O que o ilustre mandatário dos recorrentes, como advogado, naturalmente, não pode – nem deve – desconhecer.
13º
Por outro lado, relativamente à falta de fundamentação em matéria de facto, o despacho, cuja aclaração é requerida, expressamente consigna que as razões, para uma eventual dispensa de pagamento da multa aplicada, não colhem, “desde logo, as condições financeiras dos requerentes que não indicam minimamente.”

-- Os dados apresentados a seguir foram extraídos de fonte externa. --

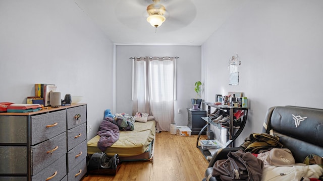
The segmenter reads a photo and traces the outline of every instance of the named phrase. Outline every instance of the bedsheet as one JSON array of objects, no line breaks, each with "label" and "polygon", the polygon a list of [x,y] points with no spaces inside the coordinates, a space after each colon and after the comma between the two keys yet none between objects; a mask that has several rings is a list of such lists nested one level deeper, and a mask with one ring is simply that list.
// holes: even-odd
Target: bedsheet
[{"label": "bedsheet", "polygon": [[[130,131],[120,131],[119,139],[105,150],[108,156],[118,153],[120,157],[134,156],[145,152],[149,149],[149,144],[153,140],[156,132],[154,120],[147,122],[136,121],[135,130]],[[88,154],[101,152],[97,147],[98,135],[95,136],[87,142]]]}]

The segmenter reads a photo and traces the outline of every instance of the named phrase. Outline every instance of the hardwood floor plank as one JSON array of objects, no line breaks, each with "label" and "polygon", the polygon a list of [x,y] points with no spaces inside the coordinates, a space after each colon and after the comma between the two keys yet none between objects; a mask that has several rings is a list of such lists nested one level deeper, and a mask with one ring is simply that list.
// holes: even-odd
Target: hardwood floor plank
[{"label": "hardwood floor plank", "polygon": [[[116,175],[89,175],[82,181],[201,180],[208,162],[196,147],[197,135],[156,133],[153,162],[124,161]],[[200,139],[206,139],[202,135]]]}]

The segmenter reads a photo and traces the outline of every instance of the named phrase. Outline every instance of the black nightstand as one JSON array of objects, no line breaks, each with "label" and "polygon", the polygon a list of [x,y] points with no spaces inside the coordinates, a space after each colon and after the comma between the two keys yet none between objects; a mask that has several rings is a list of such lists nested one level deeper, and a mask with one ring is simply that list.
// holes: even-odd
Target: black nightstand
[{"label": "black nightstand", "polygon": [[[207,111],[201,109],[195,110],[191,108],[187,108],[187,112],[188,112],[187,126],[192,130],[191,134],[198,134],[201,129],[205,126],[205,121],[201,118],[207,116]],[[202,134],[206,134],[206,131],[203,132]]]}]

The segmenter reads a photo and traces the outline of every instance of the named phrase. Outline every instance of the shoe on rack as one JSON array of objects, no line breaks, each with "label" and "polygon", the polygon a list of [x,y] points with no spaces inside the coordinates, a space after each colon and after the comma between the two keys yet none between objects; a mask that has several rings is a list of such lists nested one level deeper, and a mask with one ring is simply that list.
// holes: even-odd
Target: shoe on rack
[{"label": "shoe on rack", "polygon": [[214,119],[211,118],[211,120],[212,120],[212,121],[213,121],[214,123],[218,123],[218,121],[219,121],[219,120],[222,120],[222,119],[223,119],[223,115],[220,115],[217,118],[214,118]]},{"label": "shoe on rack", "polygon": [[211,116],[209,117],[209,118],[210,119],[212,120],[212,119],[214,119],[217,118],[218,118],[218,117],[219,117],[219,116],[220,116],[220,115],[215,115]]},{"label": "shoe on rack", "polygon": [[236,119],[238,119],[242,117],[244,115],[244,111],[243,112],[241,110],[238,110],[236,113],[234,114],[234,116],[236,117]]},{"label": "shoe on rack", "polygon": [[[239,128],[242,124],[241,119],[235,119],[233,121],[233,128]],[[230,126],[230,121],[222,124],[222,126],[225,128],[229,128]]]},{"label": "shoe on rack", "polygon": [[207,115],[207,116],[208,116],[208,117],[210,117],[210,116],[211,116],[214,115],[216,114],[217,114],[217,112],[219,112],[219,110],[220,110],[219,109],[217,109],[216,110],[215,110],[214,111],[214,112],[213,112],[212,113],[210,113],[210,114],[209,114]]},{"label": "shoe on rack", "polygon": [[225,115],[225,116],[223,117],[223,118],[221,120],[219,120],[218,121],[218,123],[226,123],[227,122],[230,122],[230,116],[227,115]]}]

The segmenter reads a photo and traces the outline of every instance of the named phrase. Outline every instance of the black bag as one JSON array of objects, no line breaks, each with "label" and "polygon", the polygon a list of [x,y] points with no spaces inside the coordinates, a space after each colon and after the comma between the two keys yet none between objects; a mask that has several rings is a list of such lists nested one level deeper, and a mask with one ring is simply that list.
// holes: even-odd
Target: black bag
[{"label": "black bag", "polygon": [[119,156],[108,157],[104,152],[95,153],[87,163],[87,172],[93,174],[115,175],[120,167]]}]

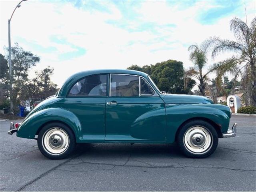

É, assim, também por falta de prova dos interessados, quanto às suas eventuais “condições financeiras”, que o respectivo requerimento foi indeferido.
14º
Não há, assim, nenhum motivo objectivo para o deferimento de mais este requerimento dos interessados, que têm pautado a sua conduta processual por sucessivas tentativas de protelar o encerramento dos presentes autos.
…».
g) – Proferiu-se despacho, em função daquele pedido de aclaração, do seguinte teor:
«…
A. e mulher, B., vieram solicitar a aclaração do despacho, proferido em 19 de Setembro de 2011, que indeferiu o seu pedido de dispensa de pagamento de multa, pretendendo que tal aclaração passe «… pela explicitação dos factos e pela indicação da fundamentação de direito do decidido».
Ouvido que foi o Exmo. Procurador-Geral Adjunto, o mesmo emitiu parecer no sentido do indeferimento de tal requerimento, com fundamento em que do despacho aclarando constam todos os elementos necessários, quer de direito quer de facto.
Decidindo:
A aclaração implica tornar claro o que é obscuro – cfr. artigo 669.º, nº 1, alínea a) do Código de Processo Civil, ou seja, esclarecer alguma obscuridade ou ambiguidade da decisão.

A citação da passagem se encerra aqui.